Maybe you’re the Billy Crystal of the compost heap, and a few words from you on orange rind repurposing are enough to take the edge off enviro-boy’s fears that the national parks will be turned into national parking lots. Or maybe you do a gut-busting bit on sustainable agriculture, helping him forget his worries that the Arctic National Wildlife Refuge will become a giant gas station, and the Grand Canyon will be redeveloped into a mall. (Naturally, there’d be a food court serving Kentucky Fried Spotted Owl.)
Still, a guy generally doesn’t call you less than an hour after meeting you because he can’t make it through the day without more of your environmentally correct witticisms. In fact, if there’s a short list of what men want, it’s extremely short on lengthy, clothed monologues about solar panel installation issues. Sure, this particular guy might share your interest in preserving the planet and its species, but species preservation does begin at home, and chasing you naked around his home was most likely what he had in mind.
Don’t make the mistake of keeping mum about your romantic status until a guy invites you out to throw back the wheat grass-mopolitans. At that point, it’s about as subtle as unleashing a chorus line of strip miners to belt out, “SHE HAS A BOYFRIEND, SHE HAS A BOYFRIEND, CHA CHA CHA!” Like eco-conservation, ego conservation is a preemptive measure. It starts with assuming that any guy who says so much as “pass the flax seeds” is hoping to embark on some small-scale eco-tourism: a one-man journey under one woman’s 27 layers of zipper-free hemp. Unfortunately, assuming this out loud, in so many words, is rude and presumptuous, since there is some microbial possibility that he just wants to hear more of your fine words on the merits of wind farming.
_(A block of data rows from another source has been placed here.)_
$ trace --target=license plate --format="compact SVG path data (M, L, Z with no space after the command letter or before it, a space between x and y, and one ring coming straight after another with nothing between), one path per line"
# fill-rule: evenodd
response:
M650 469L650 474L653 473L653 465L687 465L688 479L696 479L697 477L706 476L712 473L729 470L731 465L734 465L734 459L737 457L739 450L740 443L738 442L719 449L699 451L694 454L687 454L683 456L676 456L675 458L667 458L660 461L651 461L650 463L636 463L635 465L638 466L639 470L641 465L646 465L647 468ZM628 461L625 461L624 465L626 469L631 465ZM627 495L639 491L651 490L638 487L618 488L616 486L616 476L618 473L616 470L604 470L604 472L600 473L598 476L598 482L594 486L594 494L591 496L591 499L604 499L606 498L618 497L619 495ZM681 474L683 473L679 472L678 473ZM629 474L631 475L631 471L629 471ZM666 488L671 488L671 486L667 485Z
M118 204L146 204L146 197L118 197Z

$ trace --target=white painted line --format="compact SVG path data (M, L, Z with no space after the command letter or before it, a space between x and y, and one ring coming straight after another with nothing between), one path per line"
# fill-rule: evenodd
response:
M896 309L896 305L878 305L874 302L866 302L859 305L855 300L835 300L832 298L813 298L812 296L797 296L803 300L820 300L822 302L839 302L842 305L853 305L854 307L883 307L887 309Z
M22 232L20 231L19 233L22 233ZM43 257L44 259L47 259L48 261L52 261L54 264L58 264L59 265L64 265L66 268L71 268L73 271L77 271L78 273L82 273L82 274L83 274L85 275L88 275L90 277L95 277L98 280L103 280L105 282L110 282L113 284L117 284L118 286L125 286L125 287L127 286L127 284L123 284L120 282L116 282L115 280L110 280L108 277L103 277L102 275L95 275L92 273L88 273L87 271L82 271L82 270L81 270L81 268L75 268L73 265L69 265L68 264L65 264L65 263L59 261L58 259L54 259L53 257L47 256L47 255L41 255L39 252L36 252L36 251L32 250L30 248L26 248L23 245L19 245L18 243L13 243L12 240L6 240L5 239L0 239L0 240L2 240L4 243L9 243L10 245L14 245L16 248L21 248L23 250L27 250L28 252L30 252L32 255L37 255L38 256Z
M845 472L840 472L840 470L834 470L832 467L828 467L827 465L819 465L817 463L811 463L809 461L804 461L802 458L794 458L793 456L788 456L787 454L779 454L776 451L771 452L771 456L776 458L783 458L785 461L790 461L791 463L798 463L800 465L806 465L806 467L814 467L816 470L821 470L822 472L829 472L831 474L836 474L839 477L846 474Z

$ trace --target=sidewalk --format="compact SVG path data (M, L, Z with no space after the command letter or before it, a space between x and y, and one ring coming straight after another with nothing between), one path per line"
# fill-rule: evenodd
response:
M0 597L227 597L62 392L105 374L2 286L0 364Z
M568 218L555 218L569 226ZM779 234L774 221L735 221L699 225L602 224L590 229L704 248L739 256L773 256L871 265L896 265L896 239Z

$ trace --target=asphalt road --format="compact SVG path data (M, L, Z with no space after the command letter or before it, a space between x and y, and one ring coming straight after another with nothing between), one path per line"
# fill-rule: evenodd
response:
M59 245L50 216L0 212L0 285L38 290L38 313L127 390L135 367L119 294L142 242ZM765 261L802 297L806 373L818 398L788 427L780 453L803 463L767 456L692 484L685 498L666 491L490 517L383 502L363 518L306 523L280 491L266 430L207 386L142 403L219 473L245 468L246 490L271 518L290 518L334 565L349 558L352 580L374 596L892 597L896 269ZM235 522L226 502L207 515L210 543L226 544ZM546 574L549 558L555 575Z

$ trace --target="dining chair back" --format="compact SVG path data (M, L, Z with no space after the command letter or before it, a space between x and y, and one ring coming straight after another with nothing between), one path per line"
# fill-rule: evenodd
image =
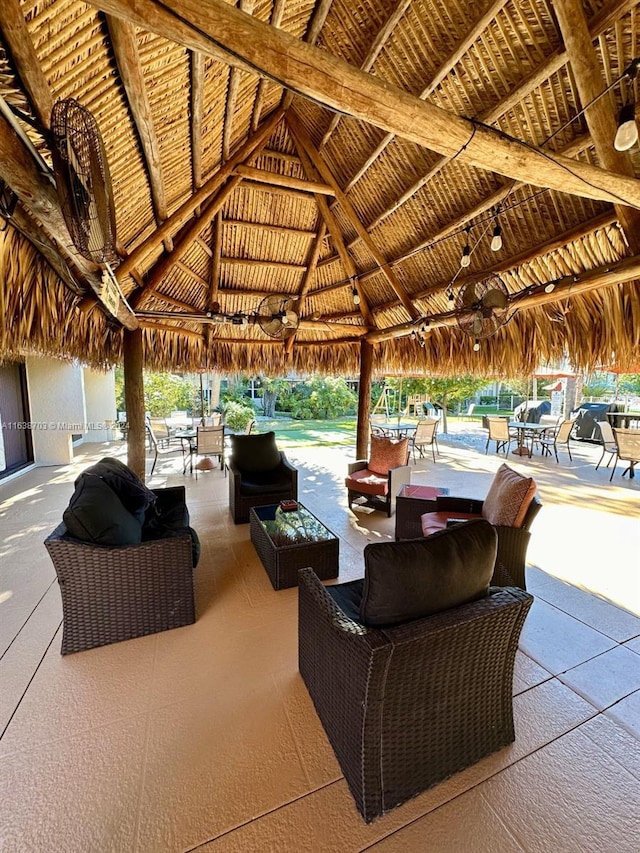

Your best bet is engaging in a bit of verbal dumping -- crumpling up the occasional “us,” “we,” and “my boyfriend and I are training hamsters to power small household appliances” and casually flicking them into conversation. If a guy doesn’t take the hint from all the plural pronouns you’re littering around, it’s probably because he’s into the challenge of pursuing somebody who’s already spoken for. Ultimately, it’s his job to do the requisite investigative work before he retrofits the Learjet to run on used french fry oil and invites you out for a 17-course Tofurkey dinner.